Я открыл огромный, забитый до отказа холодильник.
– Я бы, наверное, выпил вина, – сказал я, обозревая полки.
– Прелесть, сегодня мы не пьем красное. Так что в холодильнике его нет.
Но я уже приметил бутылку, в которой по моему предположению было вино, и достал ее. При ближайшем рассмотрении оказалось, что вместо пробки у нее – завинчивающаяся крышечка.
– А это тогда что? – Я повернул бутылку и, как только прочел надпись на этикетке, громко прыснул от смеха. – Фруктовое пино-гри «Арбор Мист»?

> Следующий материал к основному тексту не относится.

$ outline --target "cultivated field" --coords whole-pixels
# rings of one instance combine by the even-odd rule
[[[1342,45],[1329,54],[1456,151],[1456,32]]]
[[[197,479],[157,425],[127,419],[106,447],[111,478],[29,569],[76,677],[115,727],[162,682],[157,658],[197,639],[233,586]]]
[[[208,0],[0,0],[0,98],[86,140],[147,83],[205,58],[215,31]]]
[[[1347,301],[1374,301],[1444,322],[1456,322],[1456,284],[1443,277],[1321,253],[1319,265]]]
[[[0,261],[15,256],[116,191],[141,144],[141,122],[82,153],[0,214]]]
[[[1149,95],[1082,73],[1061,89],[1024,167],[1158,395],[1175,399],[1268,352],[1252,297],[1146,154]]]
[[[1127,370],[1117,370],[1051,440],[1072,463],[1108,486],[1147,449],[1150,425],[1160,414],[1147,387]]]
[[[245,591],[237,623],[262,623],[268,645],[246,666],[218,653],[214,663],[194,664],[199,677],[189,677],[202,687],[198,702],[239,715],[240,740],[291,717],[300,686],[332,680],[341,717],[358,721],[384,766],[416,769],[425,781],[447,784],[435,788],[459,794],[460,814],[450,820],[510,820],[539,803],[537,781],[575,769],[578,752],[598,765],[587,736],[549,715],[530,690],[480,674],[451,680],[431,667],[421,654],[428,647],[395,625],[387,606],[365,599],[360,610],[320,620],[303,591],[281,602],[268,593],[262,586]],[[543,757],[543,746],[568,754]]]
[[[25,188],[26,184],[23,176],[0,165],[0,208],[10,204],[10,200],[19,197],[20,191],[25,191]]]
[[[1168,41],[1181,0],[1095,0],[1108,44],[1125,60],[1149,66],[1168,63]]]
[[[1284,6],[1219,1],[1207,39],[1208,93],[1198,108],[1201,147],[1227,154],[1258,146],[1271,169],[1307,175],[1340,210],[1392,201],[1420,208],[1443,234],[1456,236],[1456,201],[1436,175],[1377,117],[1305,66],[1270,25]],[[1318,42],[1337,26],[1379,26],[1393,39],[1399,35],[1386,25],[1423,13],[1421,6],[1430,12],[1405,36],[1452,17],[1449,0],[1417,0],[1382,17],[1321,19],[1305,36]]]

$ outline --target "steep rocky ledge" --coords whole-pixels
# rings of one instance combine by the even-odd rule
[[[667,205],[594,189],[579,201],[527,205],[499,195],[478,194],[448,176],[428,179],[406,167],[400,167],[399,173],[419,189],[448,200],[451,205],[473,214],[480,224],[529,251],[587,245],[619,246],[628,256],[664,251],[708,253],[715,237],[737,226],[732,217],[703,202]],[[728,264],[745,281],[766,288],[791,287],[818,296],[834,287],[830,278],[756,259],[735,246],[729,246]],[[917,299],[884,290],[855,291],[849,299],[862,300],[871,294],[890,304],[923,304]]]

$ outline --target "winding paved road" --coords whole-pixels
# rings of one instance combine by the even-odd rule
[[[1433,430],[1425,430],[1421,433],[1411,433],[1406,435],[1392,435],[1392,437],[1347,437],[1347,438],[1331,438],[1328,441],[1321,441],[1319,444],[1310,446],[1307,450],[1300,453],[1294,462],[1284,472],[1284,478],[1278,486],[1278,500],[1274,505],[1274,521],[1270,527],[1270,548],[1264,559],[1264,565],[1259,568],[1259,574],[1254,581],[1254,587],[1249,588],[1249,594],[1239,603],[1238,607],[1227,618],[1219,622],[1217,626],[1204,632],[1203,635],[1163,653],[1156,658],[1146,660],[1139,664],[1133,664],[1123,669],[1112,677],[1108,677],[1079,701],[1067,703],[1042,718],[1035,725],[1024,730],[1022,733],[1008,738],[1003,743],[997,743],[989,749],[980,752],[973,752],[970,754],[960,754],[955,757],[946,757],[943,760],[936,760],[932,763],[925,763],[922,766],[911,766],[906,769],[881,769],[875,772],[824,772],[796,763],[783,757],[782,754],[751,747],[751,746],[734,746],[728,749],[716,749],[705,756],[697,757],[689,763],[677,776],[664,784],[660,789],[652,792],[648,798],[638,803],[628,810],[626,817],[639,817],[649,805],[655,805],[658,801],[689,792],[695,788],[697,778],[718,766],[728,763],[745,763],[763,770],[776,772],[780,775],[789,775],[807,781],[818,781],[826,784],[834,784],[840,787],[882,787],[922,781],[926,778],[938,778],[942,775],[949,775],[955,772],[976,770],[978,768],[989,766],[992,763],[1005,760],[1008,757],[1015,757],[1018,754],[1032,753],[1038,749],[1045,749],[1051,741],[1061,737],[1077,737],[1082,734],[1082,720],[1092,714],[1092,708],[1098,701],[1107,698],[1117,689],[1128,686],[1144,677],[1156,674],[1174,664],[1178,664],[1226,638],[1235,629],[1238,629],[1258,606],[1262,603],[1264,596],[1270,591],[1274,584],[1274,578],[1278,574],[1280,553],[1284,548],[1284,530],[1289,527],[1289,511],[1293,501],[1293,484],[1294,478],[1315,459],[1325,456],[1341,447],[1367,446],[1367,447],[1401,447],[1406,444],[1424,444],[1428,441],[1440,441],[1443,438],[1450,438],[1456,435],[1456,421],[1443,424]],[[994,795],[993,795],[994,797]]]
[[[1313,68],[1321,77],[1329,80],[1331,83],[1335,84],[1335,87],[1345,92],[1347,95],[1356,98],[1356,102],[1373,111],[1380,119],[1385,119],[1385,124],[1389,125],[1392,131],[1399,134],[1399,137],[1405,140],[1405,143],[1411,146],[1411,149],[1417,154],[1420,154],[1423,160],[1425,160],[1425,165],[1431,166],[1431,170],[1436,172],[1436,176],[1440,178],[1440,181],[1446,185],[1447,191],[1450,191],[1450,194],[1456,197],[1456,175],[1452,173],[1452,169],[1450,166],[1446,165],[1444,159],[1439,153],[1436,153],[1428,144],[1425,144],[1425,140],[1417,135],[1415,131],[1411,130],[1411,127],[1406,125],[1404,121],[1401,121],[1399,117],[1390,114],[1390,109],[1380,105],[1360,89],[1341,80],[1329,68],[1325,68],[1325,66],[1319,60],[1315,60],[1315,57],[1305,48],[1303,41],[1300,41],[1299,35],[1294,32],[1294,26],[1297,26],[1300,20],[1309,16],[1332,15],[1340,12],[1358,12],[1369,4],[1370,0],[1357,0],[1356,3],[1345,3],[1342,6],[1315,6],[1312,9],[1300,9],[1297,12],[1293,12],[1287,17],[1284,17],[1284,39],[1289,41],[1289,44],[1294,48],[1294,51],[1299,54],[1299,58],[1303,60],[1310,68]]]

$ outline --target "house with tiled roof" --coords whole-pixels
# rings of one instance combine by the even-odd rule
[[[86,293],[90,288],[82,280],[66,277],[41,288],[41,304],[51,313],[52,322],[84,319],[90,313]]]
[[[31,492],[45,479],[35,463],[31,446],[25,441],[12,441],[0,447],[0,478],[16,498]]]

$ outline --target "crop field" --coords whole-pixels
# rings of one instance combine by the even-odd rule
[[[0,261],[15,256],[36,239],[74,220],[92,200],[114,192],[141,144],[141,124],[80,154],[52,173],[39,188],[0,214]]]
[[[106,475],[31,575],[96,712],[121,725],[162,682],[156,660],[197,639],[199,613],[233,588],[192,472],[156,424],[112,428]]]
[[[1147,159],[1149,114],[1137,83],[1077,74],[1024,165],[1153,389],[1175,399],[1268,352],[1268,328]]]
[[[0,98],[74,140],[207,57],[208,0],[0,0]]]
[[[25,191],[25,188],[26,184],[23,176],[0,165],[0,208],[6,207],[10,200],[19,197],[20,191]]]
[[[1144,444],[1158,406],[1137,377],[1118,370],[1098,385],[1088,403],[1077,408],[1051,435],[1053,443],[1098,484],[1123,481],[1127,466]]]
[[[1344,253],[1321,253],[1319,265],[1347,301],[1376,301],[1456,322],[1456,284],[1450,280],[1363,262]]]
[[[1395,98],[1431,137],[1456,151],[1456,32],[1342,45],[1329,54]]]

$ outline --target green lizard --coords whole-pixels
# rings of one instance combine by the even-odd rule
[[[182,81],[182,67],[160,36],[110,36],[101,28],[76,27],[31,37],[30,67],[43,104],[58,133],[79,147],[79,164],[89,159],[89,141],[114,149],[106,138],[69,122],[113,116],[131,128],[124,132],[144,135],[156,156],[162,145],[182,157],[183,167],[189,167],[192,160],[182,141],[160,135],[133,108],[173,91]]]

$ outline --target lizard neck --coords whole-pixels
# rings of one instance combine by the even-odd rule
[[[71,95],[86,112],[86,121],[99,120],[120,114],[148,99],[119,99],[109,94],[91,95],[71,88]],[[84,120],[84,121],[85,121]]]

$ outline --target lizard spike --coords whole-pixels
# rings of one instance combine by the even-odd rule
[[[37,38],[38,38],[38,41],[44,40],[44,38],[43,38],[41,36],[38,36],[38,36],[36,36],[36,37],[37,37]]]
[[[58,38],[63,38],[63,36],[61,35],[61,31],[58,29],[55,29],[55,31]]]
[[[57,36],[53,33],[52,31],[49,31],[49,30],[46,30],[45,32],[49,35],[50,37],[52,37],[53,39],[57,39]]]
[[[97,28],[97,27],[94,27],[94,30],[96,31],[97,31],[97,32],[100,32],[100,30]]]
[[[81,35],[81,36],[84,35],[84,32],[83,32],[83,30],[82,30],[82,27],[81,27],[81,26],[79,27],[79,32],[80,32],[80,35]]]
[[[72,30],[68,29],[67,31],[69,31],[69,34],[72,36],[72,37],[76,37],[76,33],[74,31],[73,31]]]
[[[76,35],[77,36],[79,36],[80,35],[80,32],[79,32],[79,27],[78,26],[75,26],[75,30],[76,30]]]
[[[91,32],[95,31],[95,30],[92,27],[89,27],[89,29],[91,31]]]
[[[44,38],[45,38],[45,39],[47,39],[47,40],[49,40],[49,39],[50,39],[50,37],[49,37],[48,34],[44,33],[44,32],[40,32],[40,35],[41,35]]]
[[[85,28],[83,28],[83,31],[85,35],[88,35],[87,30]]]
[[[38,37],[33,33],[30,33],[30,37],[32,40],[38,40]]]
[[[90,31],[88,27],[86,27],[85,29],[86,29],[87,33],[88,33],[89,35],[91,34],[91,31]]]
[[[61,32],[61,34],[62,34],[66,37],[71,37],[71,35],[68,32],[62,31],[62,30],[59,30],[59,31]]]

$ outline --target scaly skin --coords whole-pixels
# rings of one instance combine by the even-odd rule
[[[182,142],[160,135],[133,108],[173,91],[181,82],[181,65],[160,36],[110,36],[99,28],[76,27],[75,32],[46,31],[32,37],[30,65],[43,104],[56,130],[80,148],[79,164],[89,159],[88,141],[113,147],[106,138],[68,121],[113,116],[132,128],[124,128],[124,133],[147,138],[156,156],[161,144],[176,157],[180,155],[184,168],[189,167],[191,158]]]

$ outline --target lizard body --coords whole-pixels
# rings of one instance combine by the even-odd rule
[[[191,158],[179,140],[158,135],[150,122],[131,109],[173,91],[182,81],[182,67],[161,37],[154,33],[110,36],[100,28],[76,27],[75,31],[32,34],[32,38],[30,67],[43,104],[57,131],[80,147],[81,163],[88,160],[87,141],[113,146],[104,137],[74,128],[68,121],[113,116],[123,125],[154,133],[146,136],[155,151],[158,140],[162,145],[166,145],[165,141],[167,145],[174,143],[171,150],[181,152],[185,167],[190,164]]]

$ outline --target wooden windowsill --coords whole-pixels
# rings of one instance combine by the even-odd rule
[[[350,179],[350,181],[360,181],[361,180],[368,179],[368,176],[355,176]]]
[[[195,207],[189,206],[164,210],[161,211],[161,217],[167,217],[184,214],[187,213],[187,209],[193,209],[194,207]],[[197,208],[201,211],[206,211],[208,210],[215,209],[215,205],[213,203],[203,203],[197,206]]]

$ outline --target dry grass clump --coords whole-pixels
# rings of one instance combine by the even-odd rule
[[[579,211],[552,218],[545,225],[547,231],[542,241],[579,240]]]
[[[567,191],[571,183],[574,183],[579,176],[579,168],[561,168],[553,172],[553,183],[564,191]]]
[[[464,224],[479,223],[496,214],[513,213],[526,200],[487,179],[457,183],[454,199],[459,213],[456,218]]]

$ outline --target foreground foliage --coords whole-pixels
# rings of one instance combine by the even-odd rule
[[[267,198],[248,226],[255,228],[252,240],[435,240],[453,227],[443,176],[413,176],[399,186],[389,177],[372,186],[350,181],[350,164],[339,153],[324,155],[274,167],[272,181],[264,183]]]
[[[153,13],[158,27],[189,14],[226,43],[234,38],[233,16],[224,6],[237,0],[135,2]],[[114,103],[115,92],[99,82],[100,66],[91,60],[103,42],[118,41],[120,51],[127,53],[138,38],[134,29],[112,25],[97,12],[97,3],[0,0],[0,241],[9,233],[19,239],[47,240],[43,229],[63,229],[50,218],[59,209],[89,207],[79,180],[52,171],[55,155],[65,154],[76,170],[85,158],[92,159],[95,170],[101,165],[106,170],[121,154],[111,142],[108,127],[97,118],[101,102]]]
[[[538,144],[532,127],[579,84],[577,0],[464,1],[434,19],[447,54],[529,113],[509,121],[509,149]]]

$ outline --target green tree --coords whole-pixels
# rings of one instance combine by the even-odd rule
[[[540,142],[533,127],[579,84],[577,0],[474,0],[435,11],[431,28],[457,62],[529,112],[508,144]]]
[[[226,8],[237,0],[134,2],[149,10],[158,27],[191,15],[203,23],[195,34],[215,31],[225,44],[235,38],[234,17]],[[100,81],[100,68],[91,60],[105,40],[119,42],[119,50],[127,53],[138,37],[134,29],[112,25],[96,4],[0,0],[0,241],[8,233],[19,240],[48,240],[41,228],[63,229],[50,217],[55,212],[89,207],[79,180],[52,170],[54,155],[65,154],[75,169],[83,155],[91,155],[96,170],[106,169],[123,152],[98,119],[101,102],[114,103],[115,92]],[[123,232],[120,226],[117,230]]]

Подняв голову, я увидел, что глядит на меня с беспредельным ужасом на лице и пылающими щеками.
– Я забыл, что оно там.
– И ты это пьешь? – удивленно спросил его я.
– Нет.
– Тогда что оно делает у тебя в холодильнике?
– Должно быть, Роза оставила.
– Твоя экономка? Ей лет шестнадцать, что ли?
– Нет. А что?
– А то, что такие напитки пьют только подростки.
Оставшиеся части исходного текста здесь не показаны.